When Elizabeth Alexander recited her poem “Praise Song for the Day” at President Obama’s first inauguration in 2009, I didn’t like the poem. Like many poetry readers I thought I heard something too rhetorical, too made-to-order, a bit flat. I was completely wrong.

In 2012, Alexander’s husband died, just after his fiftieth birthday, and a few years after that she published The Light of the World, a deeply moving memoir of their relationship and her grief. That book was a finalist for the Pulitzer, and it became an essential book people have turned to in their own grief. In a new afterword to the paperback edition, Alexander writes that she hoped “the particulars” of her marriage and family life would “radiate outward and be meaningful in ever-widening circles. For loss is our common denominator.”

One of the best things a book like this can do for a poet is to send its readers back to her earlier work. I went back to Crave Radiance, her 2010 collection that covers her writing life from 1990 to 2010. In her early work, Alexander moved into history—­primarily African American history—and entered the characters she wrote about. The poems are a deep lesson in empathy for people as diverse as Paul Robeson, Muhammad Ali, Monet, Romare Bearden, Pablo Neruda, Nelson Mandela, and Frank Willis, the almost-­forgotten security guard who first discovered the Watergate break in.

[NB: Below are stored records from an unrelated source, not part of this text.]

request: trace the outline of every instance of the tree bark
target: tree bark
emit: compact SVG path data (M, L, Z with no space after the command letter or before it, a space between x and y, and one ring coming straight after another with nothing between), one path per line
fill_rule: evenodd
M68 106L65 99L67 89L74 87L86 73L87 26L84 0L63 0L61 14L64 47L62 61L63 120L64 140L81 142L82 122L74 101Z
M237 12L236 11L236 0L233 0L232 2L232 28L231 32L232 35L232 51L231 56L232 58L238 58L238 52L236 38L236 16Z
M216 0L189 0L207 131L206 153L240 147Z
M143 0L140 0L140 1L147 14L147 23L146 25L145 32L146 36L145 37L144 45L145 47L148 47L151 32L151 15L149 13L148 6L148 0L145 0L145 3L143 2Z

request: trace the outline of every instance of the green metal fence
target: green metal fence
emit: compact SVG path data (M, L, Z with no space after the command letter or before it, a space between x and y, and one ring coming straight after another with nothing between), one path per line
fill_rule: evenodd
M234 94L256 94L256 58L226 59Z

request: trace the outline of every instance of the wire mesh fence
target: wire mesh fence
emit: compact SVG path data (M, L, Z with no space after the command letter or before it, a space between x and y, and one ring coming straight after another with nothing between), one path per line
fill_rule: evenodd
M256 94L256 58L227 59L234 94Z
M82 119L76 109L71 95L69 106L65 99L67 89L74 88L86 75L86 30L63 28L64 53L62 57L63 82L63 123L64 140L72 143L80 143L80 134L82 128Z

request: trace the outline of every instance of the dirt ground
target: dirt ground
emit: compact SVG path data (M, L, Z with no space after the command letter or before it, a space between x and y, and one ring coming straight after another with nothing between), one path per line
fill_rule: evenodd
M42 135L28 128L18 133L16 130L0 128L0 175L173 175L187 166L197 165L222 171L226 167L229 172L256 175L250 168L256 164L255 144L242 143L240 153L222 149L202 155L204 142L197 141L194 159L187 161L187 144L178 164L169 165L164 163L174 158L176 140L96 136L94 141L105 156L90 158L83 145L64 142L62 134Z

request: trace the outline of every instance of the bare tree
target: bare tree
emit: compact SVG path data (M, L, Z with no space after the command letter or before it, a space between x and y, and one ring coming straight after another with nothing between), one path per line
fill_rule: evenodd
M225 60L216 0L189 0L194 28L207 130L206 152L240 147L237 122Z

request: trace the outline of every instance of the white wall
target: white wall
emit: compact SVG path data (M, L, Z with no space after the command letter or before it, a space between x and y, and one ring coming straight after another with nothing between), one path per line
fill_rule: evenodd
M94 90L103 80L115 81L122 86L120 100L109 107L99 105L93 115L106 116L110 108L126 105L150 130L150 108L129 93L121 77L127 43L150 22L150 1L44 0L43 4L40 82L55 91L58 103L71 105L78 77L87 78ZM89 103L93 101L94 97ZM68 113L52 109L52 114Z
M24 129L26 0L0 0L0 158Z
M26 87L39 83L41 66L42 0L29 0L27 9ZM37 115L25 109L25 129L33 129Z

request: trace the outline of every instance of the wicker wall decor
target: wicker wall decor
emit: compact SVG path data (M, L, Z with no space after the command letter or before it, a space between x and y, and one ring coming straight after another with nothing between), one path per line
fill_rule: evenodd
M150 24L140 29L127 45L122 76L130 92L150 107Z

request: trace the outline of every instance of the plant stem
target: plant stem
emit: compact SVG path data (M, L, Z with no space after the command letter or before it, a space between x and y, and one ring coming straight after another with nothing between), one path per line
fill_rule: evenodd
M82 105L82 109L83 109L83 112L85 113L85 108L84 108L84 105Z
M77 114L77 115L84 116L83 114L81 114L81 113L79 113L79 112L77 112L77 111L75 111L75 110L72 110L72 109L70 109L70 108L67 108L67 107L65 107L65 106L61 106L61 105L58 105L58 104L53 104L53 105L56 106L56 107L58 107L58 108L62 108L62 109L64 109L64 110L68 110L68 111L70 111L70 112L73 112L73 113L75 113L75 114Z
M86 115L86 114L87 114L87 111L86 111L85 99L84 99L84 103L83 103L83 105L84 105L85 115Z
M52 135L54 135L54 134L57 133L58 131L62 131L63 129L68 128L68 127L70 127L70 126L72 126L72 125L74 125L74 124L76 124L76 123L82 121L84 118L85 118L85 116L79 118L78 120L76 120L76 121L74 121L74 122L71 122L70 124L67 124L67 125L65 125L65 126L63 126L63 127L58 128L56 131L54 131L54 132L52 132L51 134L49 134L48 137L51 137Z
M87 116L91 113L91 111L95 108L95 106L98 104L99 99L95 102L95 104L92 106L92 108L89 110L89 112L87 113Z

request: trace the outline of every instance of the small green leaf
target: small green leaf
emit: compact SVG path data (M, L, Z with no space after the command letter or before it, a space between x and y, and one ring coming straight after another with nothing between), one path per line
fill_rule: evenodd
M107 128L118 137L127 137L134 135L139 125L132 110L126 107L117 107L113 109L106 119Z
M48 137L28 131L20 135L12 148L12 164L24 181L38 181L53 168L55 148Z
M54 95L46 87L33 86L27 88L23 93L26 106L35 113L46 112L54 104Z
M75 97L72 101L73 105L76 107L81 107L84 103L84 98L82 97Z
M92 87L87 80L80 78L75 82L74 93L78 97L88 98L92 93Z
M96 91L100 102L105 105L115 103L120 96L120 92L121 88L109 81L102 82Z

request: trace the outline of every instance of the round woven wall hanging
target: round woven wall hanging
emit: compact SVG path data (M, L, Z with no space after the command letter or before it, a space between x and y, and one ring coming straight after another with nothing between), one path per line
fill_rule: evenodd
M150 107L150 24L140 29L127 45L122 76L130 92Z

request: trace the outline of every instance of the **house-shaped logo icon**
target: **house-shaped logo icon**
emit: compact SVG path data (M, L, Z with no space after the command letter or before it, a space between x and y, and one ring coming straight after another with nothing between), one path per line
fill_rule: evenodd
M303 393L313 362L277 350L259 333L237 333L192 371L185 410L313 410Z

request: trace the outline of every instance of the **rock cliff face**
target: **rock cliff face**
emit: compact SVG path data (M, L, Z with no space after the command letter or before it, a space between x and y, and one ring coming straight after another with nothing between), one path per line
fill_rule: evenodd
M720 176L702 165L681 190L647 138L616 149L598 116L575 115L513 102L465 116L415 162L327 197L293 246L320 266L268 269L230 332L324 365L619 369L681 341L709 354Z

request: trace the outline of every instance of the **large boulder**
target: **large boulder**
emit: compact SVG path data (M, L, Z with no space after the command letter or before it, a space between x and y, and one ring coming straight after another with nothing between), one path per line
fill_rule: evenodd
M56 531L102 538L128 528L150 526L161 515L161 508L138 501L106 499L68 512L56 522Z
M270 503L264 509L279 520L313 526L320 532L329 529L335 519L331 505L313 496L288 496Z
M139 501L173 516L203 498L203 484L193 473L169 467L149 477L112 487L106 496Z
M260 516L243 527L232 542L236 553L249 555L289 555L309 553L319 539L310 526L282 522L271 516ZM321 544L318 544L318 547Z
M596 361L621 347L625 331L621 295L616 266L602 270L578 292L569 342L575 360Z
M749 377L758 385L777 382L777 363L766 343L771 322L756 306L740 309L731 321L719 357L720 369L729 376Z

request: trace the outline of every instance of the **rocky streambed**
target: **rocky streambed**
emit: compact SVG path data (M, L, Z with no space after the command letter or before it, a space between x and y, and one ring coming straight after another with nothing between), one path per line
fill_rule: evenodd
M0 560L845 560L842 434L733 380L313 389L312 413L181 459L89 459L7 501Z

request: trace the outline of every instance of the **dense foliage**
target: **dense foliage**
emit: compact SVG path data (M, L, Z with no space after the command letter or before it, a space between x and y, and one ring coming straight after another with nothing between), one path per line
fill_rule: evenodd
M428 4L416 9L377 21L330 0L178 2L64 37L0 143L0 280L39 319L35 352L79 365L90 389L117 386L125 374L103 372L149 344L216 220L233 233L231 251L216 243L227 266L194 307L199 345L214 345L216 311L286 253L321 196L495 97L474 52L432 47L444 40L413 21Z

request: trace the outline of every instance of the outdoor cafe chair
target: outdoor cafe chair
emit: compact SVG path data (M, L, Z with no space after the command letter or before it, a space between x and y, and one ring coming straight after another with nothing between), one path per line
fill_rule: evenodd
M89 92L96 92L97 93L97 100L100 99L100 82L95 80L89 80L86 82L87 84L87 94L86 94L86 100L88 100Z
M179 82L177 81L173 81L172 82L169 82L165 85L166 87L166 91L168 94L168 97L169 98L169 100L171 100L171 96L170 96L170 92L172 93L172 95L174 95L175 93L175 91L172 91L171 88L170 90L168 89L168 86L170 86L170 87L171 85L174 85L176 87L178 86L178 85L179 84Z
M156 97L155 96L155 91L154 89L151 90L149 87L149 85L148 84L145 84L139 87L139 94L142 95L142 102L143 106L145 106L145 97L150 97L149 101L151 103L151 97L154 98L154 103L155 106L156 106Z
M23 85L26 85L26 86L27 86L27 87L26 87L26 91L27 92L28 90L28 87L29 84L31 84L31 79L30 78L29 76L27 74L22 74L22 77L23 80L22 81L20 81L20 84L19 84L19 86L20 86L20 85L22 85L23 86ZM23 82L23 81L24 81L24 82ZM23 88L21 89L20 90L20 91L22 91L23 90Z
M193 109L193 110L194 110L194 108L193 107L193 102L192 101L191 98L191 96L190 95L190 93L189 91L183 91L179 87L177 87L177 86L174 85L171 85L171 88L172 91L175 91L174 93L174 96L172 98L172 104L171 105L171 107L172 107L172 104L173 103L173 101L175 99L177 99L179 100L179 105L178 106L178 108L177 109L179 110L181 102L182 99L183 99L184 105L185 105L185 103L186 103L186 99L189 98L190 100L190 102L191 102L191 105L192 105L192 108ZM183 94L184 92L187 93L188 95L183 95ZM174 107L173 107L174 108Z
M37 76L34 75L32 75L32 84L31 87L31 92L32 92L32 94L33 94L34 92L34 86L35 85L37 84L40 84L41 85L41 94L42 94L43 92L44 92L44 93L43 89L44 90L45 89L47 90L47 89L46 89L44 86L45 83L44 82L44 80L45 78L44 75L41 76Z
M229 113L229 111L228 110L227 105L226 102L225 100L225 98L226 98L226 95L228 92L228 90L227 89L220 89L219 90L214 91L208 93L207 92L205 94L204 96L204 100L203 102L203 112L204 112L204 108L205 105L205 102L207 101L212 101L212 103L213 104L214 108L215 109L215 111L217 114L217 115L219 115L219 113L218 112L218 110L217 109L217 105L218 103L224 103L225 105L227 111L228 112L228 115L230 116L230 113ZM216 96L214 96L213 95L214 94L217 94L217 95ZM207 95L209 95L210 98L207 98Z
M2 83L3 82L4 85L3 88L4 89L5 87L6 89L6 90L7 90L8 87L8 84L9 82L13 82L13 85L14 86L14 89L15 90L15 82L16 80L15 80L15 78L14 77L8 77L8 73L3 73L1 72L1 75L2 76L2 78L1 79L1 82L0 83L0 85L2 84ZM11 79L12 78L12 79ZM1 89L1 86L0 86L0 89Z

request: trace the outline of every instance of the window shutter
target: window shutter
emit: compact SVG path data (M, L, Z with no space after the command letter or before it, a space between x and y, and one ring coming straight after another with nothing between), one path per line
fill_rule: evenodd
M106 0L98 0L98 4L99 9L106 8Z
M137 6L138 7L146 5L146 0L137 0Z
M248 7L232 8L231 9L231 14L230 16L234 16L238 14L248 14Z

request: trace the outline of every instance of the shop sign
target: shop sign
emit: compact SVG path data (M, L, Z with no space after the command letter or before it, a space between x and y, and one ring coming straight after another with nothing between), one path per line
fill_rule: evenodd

Alexander also writes wonderful dream sequences, and she has written memorably about pregnancy, childbirth, and postpartum depression. In “Postpartum Dream #12” she dreams she has been called to be a Supreme Court Justice:

Maybe I could do it

when the baby

goes to kindergarten. Maybe

I could do it

on alternate Mondays.

The dream is funny, of course, but it is also a bit of a nightmare. Although I suspect these poems are loved by women who share her experience, they are also necessary for men like me.

Reading Crave Radiance today, I found myself completely startled when, near the end, I came again to “Praise Song for the Day.” Perhaps my reading of the poem has been changed by everything we’ve been through recently—now the end of the poem hits like a hammer. “What if the mightiest word is love?” Alexander asks, and then concludes

Love beyond marital, filial, national,

love that casts a widening pool of light,

love with no need to pre-empt grievance.

In today’s sharp sparkle, this winter air,

any thing can be made, any sentence begun.

On the brink, on the brim, on the cusp,

praise song for walking forward in that light.

Alexander reads at UMMA as part of the Zell Visiting Writers Series on Tuesday, ­December 4.